3. Transmission devise: communication move through various channels or media (TV, internet, billboards)
4. Decoding: when it reaches the receiver’s senses. (E.g. Hearing, seeing, and smelling)
5. Feedback: response to the sender. Senders can obtain feedback from receivers and use the information to start the process again.
Noise: anything that disrupts a message, including marketing communications. Most common noise affecting MC is clutter. Examples: talking on the phone during a commercial, driving while listening to the radio, looking at a sexy model in a magazine ad and ignoring the message, scanning a newspaper for articles to read, becoming annoyed by ads appearing on a social media site, being offended by an add.
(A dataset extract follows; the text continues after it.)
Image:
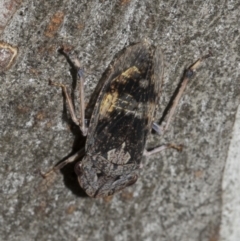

Quality marketing communication takes place when receivers decode the message as the sender intended it.
Integrated marketing communication (IMC) is the coordination and integration of all marketing communication tools, avenues, and sources in a company into a program designed to maximize the impact on customers and other stakeholders. The program covers a firm’s entire business-to-business, market channel, customer focused- and internally directed communications. IMC reaches all elements of the marketing mix, coordinates every component of the MM (marketing mix) to achieve harmony in the messages relayed to customers. (p21)
The traditional view was that promotional activities included advertising, sales promotion and personal selling activities (PAS). This has expanded to incorporate online and alternative methods.
1.2 How to complete IMC plan
The following steps should create harmony in promotional messages:
1. Current situational analysis: the firm’s on-going market situation.
2. SWOT analysis.
3. Marketing objectives: e.g. higher sales, an increase in market share, a new competitive position, desired customer actions. These objectives are identified along with key target markets.